二人とも、ここでブラックドラゴンを討ち取るつもりなのだ。

きっと、そうしなければブラックドラゴンという強大な魔物が明けた大穴から、他の魔物たちまでもが溢れ出してくるのだろう。

いつの間にか、十一階層に続くダンジョン門の向こう側に魔物たちがうぞうぞと集まっている。

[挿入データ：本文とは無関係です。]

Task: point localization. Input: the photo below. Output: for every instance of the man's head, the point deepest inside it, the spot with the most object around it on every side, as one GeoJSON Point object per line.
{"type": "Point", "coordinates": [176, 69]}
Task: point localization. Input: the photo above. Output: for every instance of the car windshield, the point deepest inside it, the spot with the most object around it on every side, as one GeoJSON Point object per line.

『ワタシタチガ征クコト、ハ、女神ノ望ミ……ソレデモ阻ムカ? 人間タチヨ……!!』

この魔物たちは産まれてはいけない何かを殺すために魂を壊して階層を跨いで地上に昇ろうとしているのだ。

それがこの 大崩壊(スタンピード) の原因。

女神の望みなのだとブラックドラゴンは言う。

この魔物に嘘を吐く理由などない――きっとそれは、真実なのだ。

「私に勝てると思えるのなら随分と衰えているようだね、ブラックドラゴン?」

「俺たちは人間の中でも強い方でね!」

「あのっ!!」

緊張感をみなぎらせる両者に向かって、カレンは水を差す大声をあげた。

両者は怪訝な顔つきでカレンを見やる。

「ブラックドラゴンさん、あなたが言う産まれちゃいけないモノって、人間じゃないですよね? 孵化って言ってるってことは、魔物か動物か……」

『魔物ダヨ』

「それならあなたが負けた時にはわたしがあなたの仕事を引き継ぎますので、詳細を教えてください」

「おいおい、これから殺し合いをしようって魔物相手に親切かい?」

リヒトは呆れた顔をするが、カレンは続けて言う。

「だって、地上で魔物が産まれようとしてるってことですよね? それが魔物にとって何がまずいのか知りませんけど、人間にとっても魔物が産まれるのはまずいですし、詳細を教えてくれたら代わりに仕事を果たしますよ」

カレンはブラックドラゴンに請け合うと、笑顔で取引を持ちかけた。

「だから、わたしには手出ししないでください」

『フム……オマエハ見ルカラニ、オマエタチノ弱点ダ……狙オウト、思ッタノダガ……イイダロウ』

ブラックドラゴンはカレンの取引を受け入れた。

「卵の特徴とかって何かあります?」

『恐ラク、白イ……』

「白い卵ですね」

『ソシテ、魔力ガナイ……』

「魔力がない??」

カレンは目を丸くする。

魔物なのに魔力がないという話は聞いたことがない。

そもそもの定義として、魔力に侵された獣が魔物なのだ。

「あの、大魔力を放出しているとかならそういうのを見つける魔道具があるので、見つけられると思うんですけど、魔力のないその卵をどうやって見つけたらいいんですか??」

『地上ノ、魔物タチモ、殺ソウトシテイル……魔物タチガ、集マル場所……人ニ阻マレ、辿リ着ケヌ場所ニイケ』

ブラックドラゴンはカレンをひたりと見すえ、カレンはビクッとした。

『オマエノ、ナハ?』

「……カレン」

『カレン』

ドラゴンは金色の目を細めた。

『オマエナラ、見ツケラレソウダ……オカゲデ、ワタシハ正シク、死ネソウダ!!』

次の瞬間のブラックドラゴンの咆哮こそ、このSランクの魔物の真価だった。

カレンはその咆哮一つで体どころか魂ごと揺さぶられるような衝撃を受け、即座に意識を失った。